Insomma, trattandosi di una (pessima) traduzione, o ci prendiamo la briga di andare a consultare il testo originale (cosa che personalmente avrei fatto senza nemmeno prendere in mano l'italiano) oppure cerchiamo di migliorarlo nei limiti del possibile, aggiungendo punteggiatura e incisi e cambiando espressioni che non vogliono dire nulla.
In un testo di filosofia, al primo posto *assoluto *ci dev'essere la comprensione e la logica, no?


----------



## Blechi

Entiendo perfectamente que necesitas ayuda para el castellano, pero te aseguro que en italiano está fatal.
Te sugiero alguna posibildad. 
¿De qué idioma se tradujo? 


Persino per i greci non tutti ...
Anche i greci pensano che non tutti ...vengano / siano il frutto dell'unione carnale tra un uomo e una donna: se il cosmo ha avuto (mejor "ebbe" ya que eso pasò hace muuuuuuuucho tiempo) il suo principio / la sua origine

_La frase relativa all'origne è lacunosa: non dice infatti da cosa ha origine il cosmo. O forse "avere origine" non è il modo corretto di esprimere il concetto. Potrebbe, forse, funzionare meglio "avere la propria origine" che porterebbe a "il cosmo ebbe la sua origine". 

Io avrei detto:
Già gli antichi greci sposavano la tesi del big bang rolleyes. Infatti consideravano che, allo stesso modo in cui aveva avuto origine il cosmo, così il primo essere umano doveva essere nato / essere stato originato non dall'amplesso tra un uomo e una donna, ma bensì dalla terra, nella sua qualità di contenitore del seme /ma bensì dalla Terra che ne conservava il seme. 

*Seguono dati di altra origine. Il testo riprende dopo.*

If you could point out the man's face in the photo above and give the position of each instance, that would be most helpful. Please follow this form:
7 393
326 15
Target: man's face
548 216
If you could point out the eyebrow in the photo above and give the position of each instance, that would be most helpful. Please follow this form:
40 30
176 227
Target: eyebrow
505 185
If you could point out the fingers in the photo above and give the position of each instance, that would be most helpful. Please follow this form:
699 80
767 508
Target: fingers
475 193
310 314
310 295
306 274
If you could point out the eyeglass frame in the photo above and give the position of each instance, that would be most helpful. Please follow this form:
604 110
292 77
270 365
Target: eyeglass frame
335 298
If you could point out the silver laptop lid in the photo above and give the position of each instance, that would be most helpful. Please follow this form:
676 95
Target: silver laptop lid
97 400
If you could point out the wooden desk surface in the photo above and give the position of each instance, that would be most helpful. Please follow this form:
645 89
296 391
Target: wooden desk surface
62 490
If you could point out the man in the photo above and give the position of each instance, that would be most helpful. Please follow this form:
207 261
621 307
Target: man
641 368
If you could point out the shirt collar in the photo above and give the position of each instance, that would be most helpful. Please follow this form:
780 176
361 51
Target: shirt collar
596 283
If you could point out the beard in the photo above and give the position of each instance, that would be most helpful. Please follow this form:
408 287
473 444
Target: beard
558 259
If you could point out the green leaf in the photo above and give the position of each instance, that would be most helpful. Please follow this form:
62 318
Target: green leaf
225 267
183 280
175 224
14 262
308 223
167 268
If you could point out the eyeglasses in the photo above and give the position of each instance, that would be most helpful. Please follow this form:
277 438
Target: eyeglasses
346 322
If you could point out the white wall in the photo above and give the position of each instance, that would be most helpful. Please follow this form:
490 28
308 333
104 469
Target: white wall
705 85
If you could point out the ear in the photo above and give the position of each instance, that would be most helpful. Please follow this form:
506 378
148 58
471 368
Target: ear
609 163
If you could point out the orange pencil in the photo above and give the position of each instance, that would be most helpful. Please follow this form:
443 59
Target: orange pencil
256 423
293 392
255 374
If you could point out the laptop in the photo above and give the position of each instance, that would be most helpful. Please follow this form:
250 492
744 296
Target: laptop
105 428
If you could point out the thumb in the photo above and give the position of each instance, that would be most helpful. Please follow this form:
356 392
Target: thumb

Per quanto riguarda lo spagnolo ... estoy agotada 

Dire che _la tesi è condivisa da molti greci _(in italiano in minuscolo) mi sembra ripetitivo. Lo dici all'inizio della frase che "_anche i greci pensano che _..."_


----------



## 0scar

Las razones seminales (logos espermártico en griego, rationes seminales en latín) es una idea que tomó San Agustín de los estóicos y que desarrolló para explicar que Dios creó todo de la nada y de una vez, incluido el tiempo, y que como todo lo creado tiene un principio activo dado por Dios, unas potencialidades llamadas razones seminales, ese principio activo le permite a las cosas desarrollarse en el futuro.
El hombre y la mujer pueden dar vida porque llevan en si las razones seminales del barro con que fueron creados.


----------



## Geviert

> In un testo di filosofia, al primo posto *assoluto *ci dev'essere la comprensione e la logica, no?



Certamente, sono d'accordo. Per quanto riguarda la tua spiegazione sulla scelta dei termini, mi sembra più che esauriente, brava . Vorrei aggiungere che i _logoi _spermatici accennati da Oscar ci rammentano di non tralasciare un certo rigore per quanto riguarda il senso finale del testo. Certamente questo riguarda _in primis_ l'autore del testo che ha tradotto il termine greco in questione, generando solo confusione (ormai _logos _non si traduce più poiché è troppo polisemico).


----------



## amicitia

Grazie mille!!!
Soprattutto a Oscar e Ursu-lab


----------